Around 225,000 people became redundant across the economy in the same period and almost every indicator shows that Britain is not in a recession but a full-scale depression, as MP John McDonnell has pointed out so clearly.
The misleading element comes in several guises. When Employment Minister Tony McNulty attempts to harangue young people about the “half a million vacancies that are available right now,” he fails to add that they are out there because they are either not in the same places as the jobless, do not match their skills profile or are so appallingly badly paid that only the starving and desperate would touch them with a bargepole.
He also fails to point out that, even taking government statistics as gospel, there are now over four people unemployed for every vacancy and that employers are seizing the opportunity to downgrade wages even further.
Nor does anyone in government admit that its disgraceful neglect of the state pension has driven hundreds of thousands of pensioners to continue working past retirement age since that is their only way to keep body and soul together, which cuts job availability even further.
But the worst misinformation is the statement that unemployment is the root problem.
Quite simply, it is most certainly not. It is an effect, not a cause.
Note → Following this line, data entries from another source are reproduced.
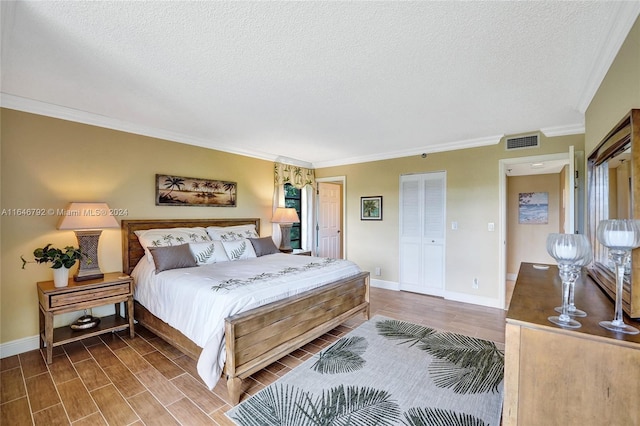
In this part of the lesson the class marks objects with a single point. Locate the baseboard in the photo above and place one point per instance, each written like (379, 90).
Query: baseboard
(475, 300)
(388, 285)
(19, 346)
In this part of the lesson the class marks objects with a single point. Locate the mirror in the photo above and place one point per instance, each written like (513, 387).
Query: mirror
(611, 183)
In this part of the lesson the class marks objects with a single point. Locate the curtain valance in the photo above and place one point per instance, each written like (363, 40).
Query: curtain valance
(297, 176)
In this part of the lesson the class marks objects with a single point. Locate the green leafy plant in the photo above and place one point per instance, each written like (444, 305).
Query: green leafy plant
(58, 258)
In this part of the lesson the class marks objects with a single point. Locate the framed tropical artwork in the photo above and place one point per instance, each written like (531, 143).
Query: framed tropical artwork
(533, 208)
(185, 191)
(371, 208)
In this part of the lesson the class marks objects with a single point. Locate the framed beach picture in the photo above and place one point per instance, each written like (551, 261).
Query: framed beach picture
(533, 208)
(186, 191)
(371, 208)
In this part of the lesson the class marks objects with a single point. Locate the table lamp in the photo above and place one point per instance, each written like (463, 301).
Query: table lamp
(285, 217)
(88, 220)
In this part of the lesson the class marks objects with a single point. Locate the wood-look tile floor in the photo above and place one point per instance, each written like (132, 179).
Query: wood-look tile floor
(115, 380)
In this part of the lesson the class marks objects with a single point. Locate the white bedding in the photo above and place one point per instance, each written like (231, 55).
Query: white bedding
(197, 300)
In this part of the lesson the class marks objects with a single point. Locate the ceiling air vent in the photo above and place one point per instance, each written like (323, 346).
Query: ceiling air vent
(523, 142)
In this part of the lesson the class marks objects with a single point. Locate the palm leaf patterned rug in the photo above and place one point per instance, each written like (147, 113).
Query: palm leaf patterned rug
(386, 372)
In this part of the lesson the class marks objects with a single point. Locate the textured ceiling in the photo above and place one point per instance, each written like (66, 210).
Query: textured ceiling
(325, 83)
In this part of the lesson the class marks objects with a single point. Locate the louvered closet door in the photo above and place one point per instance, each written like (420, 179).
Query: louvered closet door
(422, 220)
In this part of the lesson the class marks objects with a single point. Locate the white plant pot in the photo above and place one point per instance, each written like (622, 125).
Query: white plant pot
(61, 277)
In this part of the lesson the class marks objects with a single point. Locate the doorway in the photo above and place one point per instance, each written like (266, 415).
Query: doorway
(329, 236)
(570, 193)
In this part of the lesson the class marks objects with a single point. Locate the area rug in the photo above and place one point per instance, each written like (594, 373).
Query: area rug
(386, 372)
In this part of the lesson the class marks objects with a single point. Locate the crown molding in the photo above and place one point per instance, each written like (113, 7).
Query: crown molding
(570, 129)
(624, 18)
(447, 146)
(56, 111)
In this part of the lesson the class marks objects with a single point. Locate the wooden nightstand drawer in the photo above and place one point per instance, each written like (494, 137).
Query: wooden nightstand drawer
(114, 288)
(64, 299)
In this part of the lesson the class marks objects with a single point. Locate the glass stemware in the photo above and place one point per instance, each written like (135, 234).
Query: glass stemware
(568, 250)
(576, 272)
(620, 237)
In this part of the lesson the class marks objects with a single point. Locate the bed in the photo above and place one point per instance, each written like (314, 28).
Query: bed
(255, 338)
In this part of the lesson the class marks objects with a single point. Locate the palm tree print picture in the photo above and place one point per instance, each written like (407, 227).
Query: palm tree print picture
(186, 191)
(371, 208)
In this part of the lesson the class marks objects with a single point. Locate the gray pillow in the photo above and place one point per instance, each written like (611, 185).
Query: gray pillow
(263, 246)
(172, 257)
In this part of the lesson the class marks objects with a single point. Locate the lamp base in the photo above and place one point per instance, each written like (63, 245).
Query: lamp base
(88, 276)
(89, 268)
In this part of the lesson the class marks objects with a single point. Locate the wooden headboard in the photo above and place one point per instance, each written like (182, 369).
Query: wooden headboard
(132, 251)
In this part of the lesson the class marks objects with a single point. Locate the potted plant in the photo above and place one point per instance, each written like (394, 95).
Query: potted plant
(61, 261)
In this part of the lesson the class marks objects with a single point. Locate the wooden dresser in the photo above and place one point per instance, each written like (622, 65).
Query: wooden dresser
(555, 376)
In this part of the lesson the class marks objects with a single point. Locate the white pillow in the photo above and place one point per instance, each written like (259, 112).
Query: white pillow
(232, 233)
(208, 252)
(170, 237)
(239, 249)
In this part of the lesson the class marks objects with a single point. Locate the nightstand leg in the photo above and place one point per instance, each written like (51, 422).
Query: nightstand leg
(41, 328)
(48, 335)
(129, 314)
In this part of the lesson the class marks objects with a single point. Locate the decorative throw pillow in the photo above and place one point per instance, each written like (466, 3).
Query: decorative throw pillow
(172, 257)
(239, 249)
(232, 233)
(263, 246)
(208, 252)
(170, 237)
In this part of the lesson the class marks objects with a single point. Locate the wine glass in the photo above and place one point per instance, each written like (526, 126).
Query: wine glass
(568, 250)
(576, 271)
(620, 236)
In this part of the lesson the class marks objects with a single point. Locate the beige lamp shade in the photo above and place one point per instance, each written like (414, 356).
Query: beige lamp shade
(80, 216)
(285, 215)
(88, 220)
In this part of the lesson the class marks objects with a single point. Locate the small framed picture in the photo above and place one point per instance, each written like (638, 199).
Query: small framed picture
(371, 208)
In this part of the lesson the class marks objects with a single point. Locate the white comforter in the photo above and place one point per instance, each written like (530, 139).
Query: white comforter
(197, 300)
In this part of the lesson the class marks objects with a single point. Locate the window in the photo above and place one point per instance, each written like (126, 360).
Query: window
(293, 198)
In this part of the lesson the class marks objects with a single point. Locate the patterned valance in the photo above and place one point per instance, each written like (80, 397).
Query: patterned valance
(297, 176)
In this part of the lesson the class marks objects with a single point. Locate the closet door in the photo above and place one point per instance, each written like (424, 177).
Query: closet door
(422, 232)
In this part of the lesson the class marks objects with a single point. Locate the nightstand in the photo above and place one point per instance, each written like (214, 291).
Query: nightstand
(115, 288)
(301, 252)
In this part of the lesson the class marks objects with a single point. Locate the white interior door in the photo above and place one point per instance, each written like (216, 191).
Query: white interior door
(329, 223)
(422, 231)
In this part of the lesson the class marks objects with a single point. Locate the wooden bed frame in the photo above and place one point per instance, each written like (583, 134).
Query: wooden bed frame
(258, 337)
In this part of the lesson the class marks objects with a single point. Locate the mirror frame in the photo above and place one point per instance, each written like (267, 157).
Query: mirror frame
(624, 135)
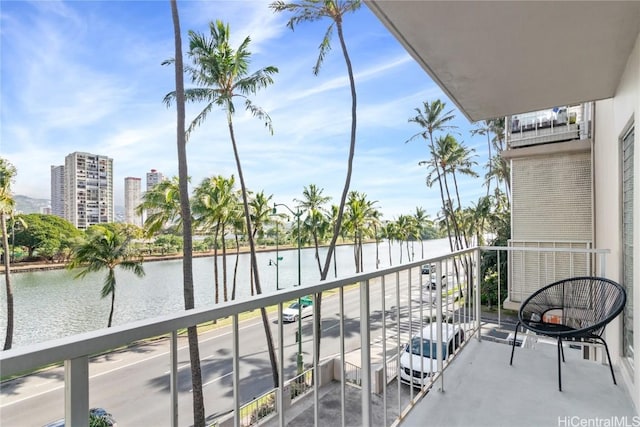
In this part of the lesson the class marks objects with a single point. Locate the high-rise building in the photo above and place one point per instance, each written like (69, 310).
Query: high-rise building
(88, 189)
(153, 178)
(57, 190)
(132, 198)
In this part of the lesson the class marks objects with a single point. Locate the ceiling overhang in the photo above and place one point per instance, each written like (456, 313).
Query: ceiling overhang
(495, 58)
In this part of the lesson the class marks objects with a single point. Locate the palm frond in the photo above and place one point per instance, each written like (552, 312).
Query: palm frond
(324, 48)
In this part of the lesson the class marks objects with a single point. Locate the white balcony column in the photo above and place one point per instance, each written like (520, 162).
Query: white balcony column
(439, 323)
(236, 370)
(76, 392)
(476, 293)
(343, 391)
(280, 367)
(365, 346)
(173, 378)
(316, 369)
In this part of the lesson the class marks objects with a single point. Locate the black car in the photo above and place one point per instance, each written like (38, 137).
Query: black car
(426, 269)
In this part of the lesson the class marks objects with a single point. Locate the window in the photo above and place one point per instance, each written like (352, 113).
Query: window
(627, 241)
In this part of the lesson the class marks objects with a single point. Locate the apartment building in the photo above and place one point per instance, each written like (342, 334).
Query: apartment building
(153, 177)
(88, 189)
(524, 60)
(57, 190)
(132, 198)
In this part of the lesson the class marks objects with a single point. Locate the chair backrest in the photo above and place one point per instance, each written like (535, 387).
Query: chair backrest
(585, 304)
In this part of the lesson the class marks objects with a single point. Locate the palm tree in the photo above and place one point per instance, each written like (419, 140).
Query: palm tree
(316, 221)
(455, 157)
(260, 216)
(105, 248)
(7, 172)
(389, 232)
(422, 221)
(485, 128)
(403, 231)
(334, 10)
(185, 213)
(222, 73)
(213, 206)
(434, 119)
(162, 205)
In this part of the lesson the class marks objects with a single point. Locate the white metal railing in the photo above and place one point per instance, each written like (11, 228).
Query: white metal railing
(398, 303)
(403, 283)
(550, 125)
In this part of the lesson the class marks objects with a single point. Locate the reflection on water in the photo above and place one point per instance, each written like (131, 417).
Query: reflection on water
(52, 304)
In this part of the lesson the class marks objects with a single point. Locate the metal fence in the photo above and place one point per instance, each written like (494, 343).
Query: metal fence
(393, 306)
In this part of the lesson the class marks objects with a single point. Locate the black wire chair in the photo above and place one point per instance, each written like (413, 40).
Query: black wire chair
(574, 309)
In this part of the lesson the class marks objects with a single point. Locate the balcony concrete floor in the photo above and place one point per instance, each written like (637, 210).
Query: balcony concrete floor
(481, 389)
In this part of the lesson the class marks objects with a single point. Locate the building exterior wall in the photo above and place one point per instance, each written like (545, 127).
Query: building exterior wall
(613, 119)
(57, 190)
(132, 198)
(153, 177)
(88, 190)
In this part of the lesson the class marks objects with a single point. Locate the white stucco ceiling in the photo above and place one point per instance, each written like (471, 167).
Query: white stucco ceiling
(495, 58)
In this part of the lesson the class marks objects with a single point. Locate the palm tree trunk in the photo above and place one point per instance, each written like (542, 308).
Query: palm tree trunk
(235, 269)
(490, 162)
(464, 233)
(216, 279)
(436, 163)
(345, 190)
(185, 209)
(113, 303)
(254, 261)
(316, 244)
(375, 231)
(7, 277)
(224, 267)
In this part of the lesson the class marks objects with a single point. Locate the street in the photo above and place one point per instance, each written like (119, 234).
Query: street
(133, 383)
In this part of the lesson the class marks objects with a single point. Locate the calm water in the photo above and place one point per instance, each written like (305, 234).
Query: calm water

At the centre of the problem is the lack of finance for business due to the disgraceful conduct of the banks in clamping down on lending so far that it is strangling the economy and any chance of recovery.
And right at its heart is a government which refuses to force the banks into compliance, despite the fact that they are now largely owned by the taxpayer.
As GMB general secretary Paul Kenny acutely observed: “Putting taxpayers’ money into the banks is not working in terms of getting that money to companies. A change of approach is urgently needed to save job losses in the pipeline.
“The government must take control of the banks already in state hands and use them to do this job.
“The lesson has to be learned quickly that banks are just another public utility that the economy requires to function effectively.”
Mr Kenny, we really couldn’t have put it better ourselves.